Picked on May 03 at $ 75.51
Eli Lilly - LLY - close: 59.13 change: -0.63 stop: 57.49
We have been expecting LLY to pull back toward the $59 or $58 levels so today's decline is not a surprise. Readers can be patient and just wait to see where LLY bounces before considering new bullish positions.
Picked on May 04 at $ 60.15
Reynolds American - RAI - cls: 78.82 chg: -0.30 stop: 77.95
We remain on the sidelines here. RAI lost ground today with the market's decline. Our entry point to go long is at $81.31.
Picked on May xx at $ xx.xx <-- see TRIGGER
Research In Motion - RIMM - cls: 70.72 chg: +0.70 stop: 66.85
Ding! RIMM has hit our trigger to buy calls at $70.51. The stock also confirmed yesterday's breakout over the $70.00 level while also closing over its simple 50-dma. We're even more impressed with today's gains considering the weakness across the market. Fueling the move were comments from RIMM. The company said they plan to offer its Blackberry service in Africa, S. Asia, and the Middle East. Management also said the three millionth subscriber milestone was just the beginning and the company is projecting up to ten million subscribers. Remember this is a high-risk play and the risks are growing now that the NASDAQ is beginning to struggle under resistance near the 2000 level.
Picked on May 10 at $ 70.51
Lehman Brothers - LEH - close: 88.83 chg: -3.09 stop: 92.80
The volatility in shares of LEH continue. The stock has produced another reversal and this time it's bearish, which is of course a positive for us. The stock has fallen back under the $90.00 mark on volume well above average suggesting more weakness ahead. Readers can use this as a new bearish entry point. Our target remains the $86-85 range.
Picked on April 29 at $ 89.45
Marriot - MAR - close: 61.65 chg: -1.00 stop: 64.21
MAR has produced a failed rally at its simple 10-dma and is now back under very short-term support near the $62.00 level. Our target is the $60.00-58.00 range.
Picked on April 28 at $ 63.37
Parker Hannifin - PH - close: 59.06 change: -0.91 stop: 62.01
PH continues to sink following last week's failed rally at resistance. If you missed the entry point a couple of days ago today's decline looks like another entry point for new bearish plays.
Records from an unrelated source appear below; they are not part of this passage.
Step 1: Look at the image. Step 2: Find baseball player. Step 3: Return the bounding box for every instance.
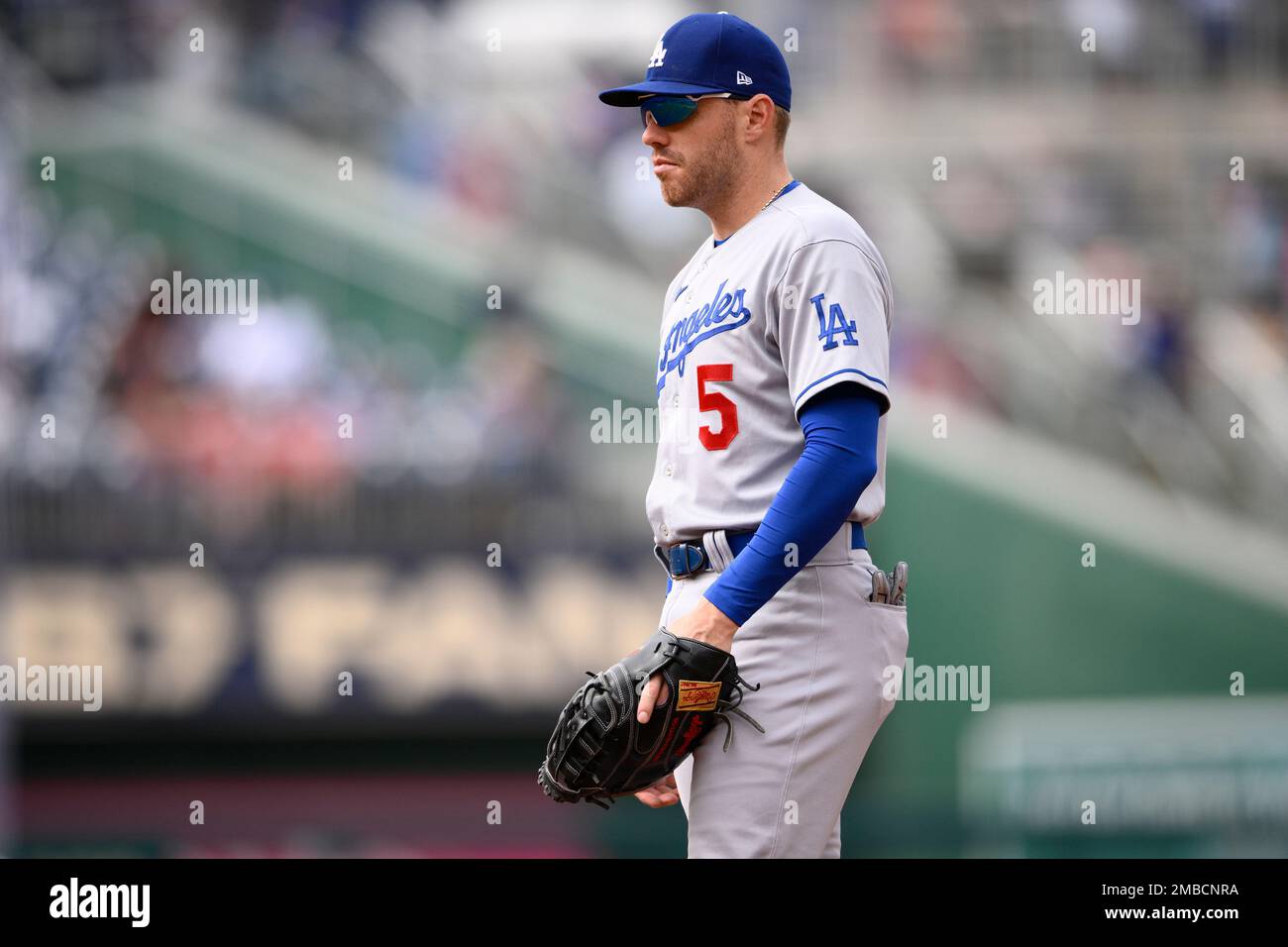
[599,13,909,858]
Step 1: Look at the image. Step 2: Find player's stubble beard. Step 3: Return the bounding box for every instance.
[658,108,743,210]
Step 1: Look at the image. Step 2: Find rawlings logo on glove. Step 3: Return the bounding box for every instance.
[537,627,765,809]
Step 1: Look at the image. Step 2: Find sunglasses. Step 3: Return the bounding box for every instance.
[640,91,747,128]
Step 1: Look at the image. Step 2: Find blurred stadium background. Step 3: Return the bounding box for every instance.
[0,0,1288,857]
No change from previous update on 05/08/05.
Picked on April 28 at $ 59.08
Nucor - NUE - close: 53.65 chg: +0.13 stop: 49.95
We have run out of patience for NUE. The play was never opened as we waited for shares to breakout over resistance at the $55.00 level and its 100-dma. Today's decline of 4.9 percent was fueled by a downgrade from Keybanc from "aggressive buy" to a "buy" and a negative research report on steel from CSFB, who is worried about a soft patch for steel prices, especially in Europe.